17.11.2022 George Sands Seele hatte kein Geschlecht. Ob Frau oder Mann, das war ihr eins. Und das schon im 19. Jahrhundert, wie man jetzt auch in ihrem Roman "Gabriel" lesen kann, den die FAZ empfiehlt. Die SZ ruft mit Bruno Latour und Nikolaj Schultz die ökologische Klasse zu mehr Klassenbewusstsein auf. Die Zeit hangelt sich durch Elfriede Jelineks "Angaben zur Person" und genießt den gewaltigen Menschheitsschauer, den Cormac McCarthys Roman "Die Passagiere" in ihr auslöst.
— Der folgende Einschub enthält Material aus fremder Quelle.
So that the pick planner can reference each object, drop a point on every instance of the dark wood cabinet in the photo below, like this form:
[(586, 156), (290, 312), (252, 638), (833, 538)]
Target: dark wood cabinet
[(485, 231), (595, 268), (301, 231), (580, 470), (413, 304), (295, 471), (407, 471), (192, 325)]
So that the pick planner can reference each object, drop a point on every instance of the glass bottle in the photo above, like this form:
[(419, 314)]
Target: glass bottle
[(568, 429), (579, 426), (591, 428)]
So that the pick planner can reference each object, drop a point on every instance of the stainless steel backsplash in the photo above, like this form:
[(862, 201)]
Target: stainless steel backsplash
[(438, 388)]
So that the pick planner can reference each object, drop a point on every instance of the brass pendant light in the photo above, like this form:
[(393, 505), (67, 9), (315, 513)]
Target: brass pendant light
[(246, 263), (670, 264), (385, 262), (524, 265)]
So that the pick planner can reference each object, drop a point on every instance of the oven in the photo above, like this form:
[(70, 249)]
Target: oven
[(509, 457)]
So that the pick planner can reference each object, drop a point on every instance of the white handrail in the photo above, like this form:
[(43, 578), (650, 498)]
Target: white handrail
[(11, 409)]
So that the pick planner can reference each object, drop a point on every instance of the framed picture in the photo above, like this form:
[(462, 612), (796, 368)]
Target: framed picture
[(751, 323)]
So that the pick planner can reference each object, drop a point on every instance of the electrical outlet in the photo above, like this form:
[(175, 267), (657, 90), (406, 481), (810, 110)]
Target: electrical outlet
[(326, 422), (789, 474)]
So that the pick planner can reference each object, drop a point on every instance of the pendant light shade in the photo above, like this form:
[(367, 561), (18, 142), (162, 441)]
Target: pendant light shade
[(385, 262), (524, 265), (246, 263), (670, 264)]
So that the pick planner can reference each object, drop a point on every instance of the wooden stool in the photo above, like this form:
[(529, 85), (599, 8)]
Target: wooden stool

16.11.2022 Dlf Kultur lässt sich von Patrick Radden Keefe über das "Imperium der Schmerzen" der Sackler-Familie aufklären. Die FAZ empfiehlt die Gedichte Marieke Lucas Rijnevelds. Die SZ schärft ihr Denkvermögen mit Leo Strauss. Der Dlf hört wahnsinnig gern zu, wenn die Jelinek jelinekelt. Die FR versetzt sich mit Frauke Buchholz' Krimi "Blutrodeo" in den Norden Kanadas, wo der Ölsandabbau blutige Spuren hinterlässt.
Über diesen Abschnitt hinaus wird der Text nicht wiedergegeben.